My irrationality always ends up making sense; I don't know if this is paranoia creating its own catastrophes or just really good intuition on my part. I was always so afraid of you becoming like this, because I always saw it in you; it was an achievement, to go a day without your indifference or malice or cruelty. It was an achievement, to pass so much time with your care and affection; you are not the kind of person who is all too liberal with that, and I don't know if that makes you cold or if it makes me weak. I do not know what you saw in me to make me worthy of your attention, but apparently that is not the case now. You always treated your time like a precious commodity and that I should be honoured to live in the scraps of it. That's not how friendship works. We are all too busy for everything, but there is something insane in us that makes us wake up at stupid hours and go to bed at even stupider ones for the people who are important to us. I was never important enough for that.
I feel kind of guilty giving you all this friend advice when I am nothing but a terrible friend. I warned you, but you didn't listen. I warned you, but now you are hurt. I suppose I never listened to you either, so maybe we are even.
I've been forcing myself to read over our last fight to desensitise, and it is working. But I can't bear to scroll up beyond then. It is easy to leave behind your anger and neglect, your blatant condescension and pointless cruelty. I can't bring myself to read all of our smiley conversations, not yet. I can't bring myself to relive your kindness, and your affection that seemed all at once overwhelmingly intense and whimsically ethereal. It's too hard to think of your hugs and smiles and winks and whispers and kisses.
I wish I had never met you.
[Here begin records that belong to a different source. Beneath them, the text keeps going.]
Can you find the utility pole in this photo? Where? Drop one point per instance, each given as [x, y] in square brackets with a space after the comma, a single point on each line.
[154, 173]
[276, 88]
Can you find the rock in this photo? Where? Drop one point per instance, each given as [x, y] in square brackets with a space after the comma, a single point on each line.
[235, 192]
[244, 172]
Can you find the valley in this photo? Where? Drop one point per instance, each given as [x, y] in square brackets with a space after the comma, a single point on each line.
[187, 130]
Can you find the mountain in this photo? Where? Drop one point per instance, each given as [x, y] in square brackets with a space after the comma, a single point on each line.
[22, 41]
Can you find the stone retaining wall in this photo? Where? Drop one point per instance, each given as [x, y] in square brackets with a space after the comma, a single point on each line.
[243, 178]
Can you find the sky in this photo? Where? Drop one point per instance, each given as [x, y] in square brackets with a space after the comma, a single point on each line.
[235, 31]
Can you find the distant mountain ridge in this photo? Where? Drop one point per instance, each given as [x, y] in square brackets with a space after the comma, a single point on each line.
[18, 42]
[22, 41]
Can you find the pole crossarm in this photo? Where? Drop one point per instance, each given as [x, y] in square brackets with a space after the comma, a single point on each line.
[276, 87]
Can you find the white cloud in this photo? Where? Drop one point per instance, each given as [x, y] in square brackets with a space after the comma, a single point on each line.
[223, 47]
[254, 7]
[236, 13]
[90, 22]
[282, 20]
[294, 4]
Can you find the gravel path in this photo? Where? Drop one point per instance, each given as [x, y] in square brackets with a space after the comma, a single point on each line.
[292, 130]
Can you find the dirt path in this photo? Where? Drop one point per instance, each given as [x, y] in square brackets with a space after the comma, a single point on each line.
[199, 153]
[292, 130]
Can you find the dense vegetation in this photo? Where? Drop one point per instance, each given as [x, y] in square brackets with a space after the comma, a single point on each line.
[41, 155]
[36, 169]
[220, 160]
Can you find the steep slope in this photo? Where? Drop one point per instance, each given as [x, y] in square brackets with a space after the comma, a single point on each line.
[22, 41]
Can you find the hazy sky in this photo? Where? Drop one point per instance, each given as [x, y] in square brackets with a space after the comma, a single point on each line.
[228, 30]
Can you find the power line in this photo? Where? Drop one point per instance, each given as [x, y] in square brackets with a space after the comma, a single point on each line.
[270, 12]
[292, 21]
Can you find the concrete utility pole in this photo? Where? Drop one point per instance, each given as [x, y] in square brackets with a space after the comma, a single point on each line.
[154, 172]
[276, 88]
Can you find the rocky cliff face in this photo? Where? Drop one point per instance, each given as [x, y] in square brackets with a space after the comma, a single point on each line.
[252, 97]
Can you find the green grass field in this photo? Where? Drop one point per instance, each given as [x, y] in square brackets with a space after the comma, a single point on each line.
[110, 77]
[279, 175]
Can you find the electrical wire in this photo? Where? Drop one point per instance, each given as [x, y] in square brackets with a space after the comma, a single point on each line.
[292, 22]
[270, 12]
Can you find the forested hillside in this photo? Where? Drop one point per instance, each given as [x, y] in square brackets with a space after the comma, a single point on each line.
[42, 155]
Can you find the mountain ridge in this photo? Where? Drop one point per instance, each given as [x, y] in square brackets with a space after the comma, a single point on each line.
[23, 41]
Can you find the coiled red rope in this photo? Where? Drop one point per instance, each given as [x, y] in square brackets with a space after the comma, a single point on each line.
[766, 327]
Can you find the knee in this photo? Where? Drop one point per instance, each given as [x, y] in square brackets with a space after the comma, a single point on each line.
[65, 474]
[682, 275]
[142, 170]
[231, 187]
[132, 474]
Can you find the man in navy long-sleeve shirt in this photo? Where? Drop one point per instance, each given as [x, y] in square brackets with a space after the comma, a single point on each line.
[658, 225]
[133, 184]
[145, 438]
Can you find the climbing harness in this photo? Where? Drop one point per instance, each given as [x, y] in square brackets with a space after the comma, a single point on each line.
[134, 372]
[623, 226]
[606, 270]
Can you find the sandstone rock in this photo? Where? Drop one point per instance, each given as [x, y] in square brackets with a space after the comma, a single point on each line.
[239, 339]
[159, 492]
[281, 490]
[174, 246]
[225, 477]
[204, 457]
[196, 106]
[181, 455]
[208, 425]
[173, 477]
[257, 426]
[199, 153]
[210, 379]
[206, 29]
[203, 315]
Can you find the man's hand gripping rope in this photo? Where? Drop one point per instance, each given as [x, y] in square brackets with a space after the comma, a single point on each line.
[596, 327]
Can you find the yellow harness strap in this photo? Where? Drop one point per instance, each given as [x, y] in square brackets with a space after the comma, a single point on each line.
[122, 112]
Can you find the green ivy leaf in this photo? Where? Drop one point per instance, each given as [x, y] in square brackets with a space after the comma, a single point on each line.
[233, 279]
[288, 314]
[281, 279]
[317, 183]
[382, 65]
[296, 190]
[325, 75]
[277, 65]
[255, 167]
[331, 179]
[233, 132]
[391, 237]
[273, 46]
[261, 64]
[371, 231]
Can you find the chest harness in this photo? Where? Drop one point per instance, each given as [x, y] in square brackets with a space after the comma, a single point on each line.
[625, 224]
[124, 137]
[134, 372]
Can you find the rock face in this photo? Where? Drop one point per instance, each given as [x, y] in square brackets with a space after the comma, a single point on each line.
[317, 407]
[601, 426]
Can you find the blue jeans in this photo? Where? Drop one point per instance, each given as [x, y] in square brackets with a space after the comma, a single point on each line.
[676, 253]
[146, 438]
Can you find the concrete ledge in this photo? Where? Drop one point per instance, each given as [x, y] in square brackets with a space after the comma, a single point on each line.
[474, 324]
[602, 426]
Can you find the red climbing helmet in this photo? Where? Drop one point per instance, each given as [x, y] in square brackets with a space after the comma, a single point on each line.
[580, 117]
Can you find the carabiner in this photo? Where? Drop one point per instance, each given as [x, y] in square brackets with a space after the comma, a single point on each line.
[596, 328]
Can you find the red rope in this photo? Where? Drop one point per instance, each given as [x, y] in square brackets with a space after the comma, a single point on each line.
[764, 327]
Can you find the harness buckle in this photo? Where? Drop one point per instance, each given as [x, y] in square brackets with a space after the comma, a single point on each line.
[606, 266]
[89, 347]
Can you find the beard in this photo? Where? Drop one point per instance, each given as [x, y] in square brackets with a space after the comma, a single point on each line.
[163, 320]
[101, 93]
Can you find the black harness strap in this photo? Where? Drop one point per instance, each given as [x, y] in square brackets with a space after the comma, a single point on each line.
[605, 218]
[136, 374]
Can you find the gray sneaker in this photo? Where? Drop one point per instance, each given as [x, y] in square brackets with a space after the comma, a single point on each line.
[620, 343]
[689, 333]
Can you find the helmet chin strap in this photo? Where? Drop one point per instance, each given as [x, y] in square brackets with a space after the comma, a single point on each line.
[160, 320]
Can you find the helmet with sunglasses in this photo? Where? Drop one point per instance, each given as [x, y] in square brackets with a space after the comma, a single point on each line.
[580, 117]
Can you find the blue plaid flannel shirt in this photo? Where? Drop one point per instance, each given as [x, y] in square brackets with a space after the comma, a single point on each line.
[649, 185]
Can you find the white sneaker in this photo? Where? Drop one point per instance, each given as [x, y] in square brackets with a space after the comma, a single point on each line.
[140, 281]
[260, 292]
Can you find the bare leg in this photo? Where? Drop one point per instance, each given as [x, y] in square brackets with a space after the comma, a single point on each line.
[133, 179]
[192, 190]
I wish I could go back to when I admired you from a distance as something annihilating and untouchable. I wish I had never known what a joy you are as a friend and how cold you can be when you I let you close enough to hurt me. I wish I had not been broken and I wish you had not taken it upon yourself to fix me, and then break me again. I wish a lot of things, you know.
I've just finished reading The Fault in Our Stars by John Green, a book I know you will never read; but you should, because it would make you less of an asshole, but one of your many endearing traits is that you wear that like a badge of honour. It's the first time I've read one of these death lit books and not wanted to jump of a cliff; I know what it's like to be sick, probably not on that kind of scale, but more than your average cold. Having my demons and being hospitalized because your heart sucks at being a heart is very different, but at the same time exactly the same. This idea that all sick people are self-martyred angels resigned to their fate is ridiculous; the vast majority of us are attention seeking narcissists who shamelessly exploit sympathy, because we can. We don't want to be defined by our illnesses, but it's simply not possible for illness to be ignored. I have a heart condition whether it is acknowledged or not. Whether or not you show me any kind of care or consideration, I still have my demons. It is expected that sick people always attempt to brush aside their pain, but when you're sick pain is a part of who you are, and your friends are supposed to accept you for who you are. What you did to me wasn't nice, but what I was doing to you wasn't nice either; the difference is that I would have stopped it if I had any way to. I don't know if you could say the same.